Put some respeck on his name.

Now, I’m not a proselytizing man, and I swear that I don’t go around bringing up James Cameron everywhere I go, but do you happen to have a moment to talk about our lord and savior James Cameron? I wouldn’t be asking if it wasn’t necessary. If it didn’t have stakes that affect both you and me. But the fact of the matter is: these are serious stakes indeed—and it’s my responsibility to open the floor for an important conversation regarding an important project.

It’s about Avatar—and its reputed three sequels that Cameron was talking about over the weekend at Comic-Con. That’s three more films, as in four total, as in probably upwards of eight hours of new storyline tacked onto a movie that was criticized for not even having enough story to fill its initial 2:40 runtime in the first place. Not surprisingly, people are taking the opportunity to wisecrack once again about Pocahontas this, blue alien space monkey that.

But my friends, I ask you today: since when did we, as a public, lose our faith in the greatest blockbuster director of all time? Since when was a resume of Terminator, Aliens, The Abyss, Terminator 2, True Lies, and Titanic not enough to get a lifetime pass? Avatar maybe wasn’t the single finest film ever made, I concede you that, but it was also a hell of a lot better than its popular reputation would imply (critically, the film was actually well received, if you can believe it). And if this man wants to make three more of them, then I say let him.
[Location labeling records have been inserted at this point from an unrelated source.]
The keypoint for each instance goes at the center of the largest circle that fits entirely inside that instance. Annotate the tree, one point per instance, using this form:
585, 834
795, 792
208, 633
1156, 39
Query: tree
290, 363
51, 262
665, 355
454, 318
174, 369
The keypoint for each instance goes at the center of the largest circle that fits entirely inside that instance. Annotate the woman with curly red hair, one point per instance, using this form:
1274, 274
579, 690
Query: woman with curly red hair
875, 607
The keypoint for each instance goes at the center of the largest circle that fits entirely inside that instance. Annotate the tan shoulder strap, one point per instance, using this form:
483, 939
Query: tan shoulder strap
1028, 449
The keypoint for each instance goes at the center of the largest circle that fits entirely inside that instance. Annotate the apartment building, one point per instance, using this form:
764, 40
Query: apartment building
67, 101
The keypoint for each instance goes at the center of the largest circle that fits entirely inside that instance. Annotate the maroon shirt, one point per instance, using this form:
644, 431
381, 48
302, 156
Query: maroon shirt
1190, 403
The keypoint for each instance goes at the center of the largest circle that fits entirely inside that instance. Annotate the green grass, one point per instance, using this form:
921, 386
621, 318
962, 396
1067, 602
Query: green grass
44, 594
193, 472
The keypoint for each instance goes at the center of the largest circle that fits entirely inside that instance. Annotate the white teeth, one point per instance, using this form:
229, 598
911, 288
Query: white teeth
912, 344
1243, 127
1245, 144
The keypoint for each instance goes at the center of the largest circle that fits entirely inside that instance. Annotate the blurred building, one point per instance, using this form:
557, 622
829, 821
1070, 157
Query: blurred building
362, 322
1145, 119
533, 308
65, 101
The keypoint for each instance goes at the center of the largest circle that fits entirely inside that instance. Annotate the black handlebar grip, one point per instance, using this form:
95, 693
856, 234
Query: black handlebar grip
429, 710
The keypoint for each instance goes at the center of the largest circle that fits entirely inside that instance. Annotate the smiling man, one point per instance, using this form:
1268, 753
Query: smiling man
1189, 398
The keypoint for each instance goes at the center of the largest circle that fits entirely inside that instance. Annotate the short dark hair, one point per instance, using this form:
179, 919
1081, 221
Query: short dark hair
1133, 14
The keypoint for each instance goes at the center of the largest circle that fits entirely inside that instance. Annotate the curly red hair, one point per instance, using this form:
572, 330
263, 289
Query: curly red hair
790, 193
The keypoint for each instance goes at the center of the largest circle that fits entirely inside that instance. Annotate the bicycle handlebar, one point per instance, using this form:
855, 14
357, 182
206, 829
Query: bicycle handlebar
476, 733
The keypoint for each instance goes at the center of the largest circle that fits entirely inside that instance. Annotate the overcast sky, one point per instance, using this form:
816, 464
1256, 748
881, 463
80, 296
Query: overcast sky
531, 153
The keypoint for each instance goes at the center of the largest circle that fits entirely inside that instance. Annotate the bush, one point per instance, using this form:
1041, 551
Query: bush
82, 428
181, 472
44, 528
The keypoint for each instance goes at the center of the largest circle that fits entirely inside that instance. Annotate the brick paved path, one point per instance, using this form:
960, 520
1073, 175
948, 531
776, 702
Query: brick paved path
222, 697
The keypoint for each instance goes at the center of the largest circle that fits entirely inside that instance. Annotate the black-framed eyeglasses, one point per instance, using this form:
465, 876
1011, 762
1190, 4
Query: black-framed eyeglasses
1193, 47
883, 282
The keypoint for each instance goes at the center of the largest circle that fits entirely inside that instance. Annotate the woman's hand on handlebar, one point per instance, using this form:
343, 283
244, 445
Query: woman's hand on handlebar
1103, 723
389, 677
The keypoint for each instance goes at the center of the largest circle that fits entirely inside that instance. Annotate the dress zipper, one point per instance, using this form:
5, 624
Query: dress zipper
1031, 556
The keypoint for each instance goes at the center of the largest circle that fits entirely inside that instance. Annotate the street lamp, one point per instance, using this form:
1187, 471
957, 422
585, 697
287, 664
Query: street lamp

Fact is, if Avatar represents Cameron’s worst work (besides, of course, the classic debut Piranha Part Two: The Spawning), then he’s still doing pretty damn amazing, relatively speaking, wouldn’t you say? When it comes down to it, I would wager that the Avatar resentment simply stems from a case of unfair expectations…and maybe just a little bit of motion sickness.

In the scope of film history, plenty of high-profile directors have been given a million chances to recover from stumbles far more severe than this (I’m looking in your direction, Ridley Scott). Avatar is a project clearly meant to push the boundaries of blockbuster filmmaking more so than fit the confines of what people are expecting—just the same as T2 was in its day. So what if Cameron didn’t quite reach a new benchmark on the first try? In the words of Dave Chappelle, “He made Terminator.”

Just chill out and let the blue alien space monkeys do their thing. It’ll be fun, I promise.